Bradford & Bingley Building Society urged other banks and societies to follow suit.
Societies are finding that offering deep discounts in the first year of up to 6 per cent - enabling customers to enjoy a virtual "freebie" for 12 months - has proved a double-edged sword.
When the housing market was still struggling to recover last year, a 5 per cent discount on the first year of a pounds 75,000 mortgage, cutting repayments to just pounds 100 per month, made sense.
But now more people are moving house, the costs of discounts and cash backs of up to pounds 9,000 are proving too expensive for societies. The Bank of England also believes that these up-front inducements have a dangerous sting in the tail. When a 5 per cent discount ends on a pounds 75,000 mortgage, payments in the second year almost triple to nearly pounds 300 per month. The Bank believes many customers will be unprepared for the jump in payments and repossessions will follow.
Bradford & Bingley says it is following advice from the Bank of England, which warned on Thursday that lenders were falling into "some of the traps of the past" by not checking sufficiently that borrowers could afford repayments.
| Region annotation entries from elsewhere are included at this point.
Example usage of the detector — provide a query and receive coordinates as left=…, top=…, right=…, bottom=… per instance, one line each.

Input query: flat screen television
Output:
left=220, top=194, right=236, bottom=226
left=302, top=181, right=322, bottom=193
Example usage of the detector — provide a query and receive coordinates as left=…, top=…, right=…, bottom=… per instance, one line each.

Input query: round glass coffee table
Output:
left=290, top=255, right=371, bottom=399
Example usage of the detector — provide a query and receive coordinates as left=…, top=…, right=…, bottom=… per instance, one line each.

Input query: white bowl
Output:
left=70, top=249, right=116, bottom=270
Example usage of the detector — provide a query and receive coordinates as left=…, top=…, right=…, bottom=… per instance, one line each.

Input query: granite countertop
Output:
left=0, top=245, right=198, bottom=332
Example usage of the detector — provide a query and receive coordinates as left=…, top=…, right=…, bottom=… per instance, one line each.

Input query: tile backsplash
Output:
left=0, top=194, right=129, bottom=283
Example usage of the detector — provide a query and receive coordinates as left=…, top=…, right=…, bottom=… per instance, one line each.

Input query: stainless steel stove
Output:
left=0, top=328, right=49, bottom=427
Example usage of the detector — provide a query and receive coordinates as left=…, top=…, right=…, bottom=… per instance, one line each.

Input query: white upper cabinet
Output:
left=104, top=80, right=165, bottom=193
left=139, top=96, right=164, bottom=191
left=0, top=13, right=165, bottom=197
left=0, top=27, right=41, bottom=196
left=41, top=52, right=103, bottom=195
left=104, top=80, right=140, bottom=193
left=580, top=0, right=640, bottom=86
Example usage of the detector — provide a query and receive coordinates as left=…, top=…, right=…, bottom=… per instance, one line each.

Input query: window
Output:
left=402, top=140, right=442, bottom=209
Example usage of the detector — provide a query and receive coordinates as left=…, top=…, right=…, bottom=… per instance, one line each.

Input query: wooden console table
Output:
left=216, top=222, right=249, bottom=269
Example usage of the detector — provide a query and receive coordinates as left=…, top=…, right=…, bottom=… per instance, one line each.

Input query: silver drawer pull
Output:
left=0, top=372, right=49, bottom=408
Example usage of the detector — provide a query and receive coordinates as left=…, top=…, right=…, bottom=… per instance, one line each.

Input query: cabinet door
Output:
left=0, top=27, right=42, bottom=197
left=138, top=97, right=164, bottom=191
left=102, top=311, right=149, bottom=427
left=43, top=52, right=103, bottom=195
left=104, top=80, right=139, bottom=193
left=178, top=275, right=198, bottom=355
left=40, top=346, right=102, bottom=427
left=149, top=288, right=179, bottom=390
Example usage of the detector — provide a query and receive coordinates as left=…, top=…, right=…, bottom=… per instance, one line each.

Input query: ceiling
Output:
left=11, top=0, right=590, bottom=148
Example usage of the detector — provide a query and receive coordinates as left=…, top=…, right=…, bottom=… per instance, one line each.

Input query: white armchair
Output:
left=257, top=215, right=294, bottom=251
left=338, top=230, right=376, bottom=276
The housing market is showing the best growth since the collapse of the 1980s boom, with prices rising by around 5 per cent a year. Mortgage lending by major British banks rose 21 per cent to pounds 2.3bn in May as a result of an increase in house sales, the British Bankers' Association said.
John Wrigglesworth, director of strategy and communications at the Bradford & Bingley, said the society scrapped its first year discounts because "we felt we had to take a lead. These discounts are luring customers into a false sense of security. They get a freebie in the first year and then get whacked in the second year. If general interest rates go up as well, they will be really stuffed."
Mr Wrigglesworth expects other building societies like the Nationwide and the Yorkshire to follow suit. He says societies should offer discounts spread over three to five years.
Analyst Rod Thomas of UBS expects the mortgage market to polarise between societies, which will offer cheaper rates to all their borrowers, and the banks, which will continue to offer inducements to first time buyers while charging existing borrowers more.
Deals in danger
First year mortgage deals under threat:
t Woolwich - discount of 5.41 per cent up to 80 per cent of price for first-time buyers.
t Abbey National - 2 per cent off on variable rate plus 3 per cent cash back.
t Bristol & West - 0.95 per cent rate until 30 June 1997 on loans up to 90 per cent of price.
t Hinckley & Rugby - nothing for nine months then standard variable rate.
t Principality - 1 per cent until next July on loans up to 90 per cent of price.
t Scarborough - 0.75 per cent for first year for loans up to 70 per cent.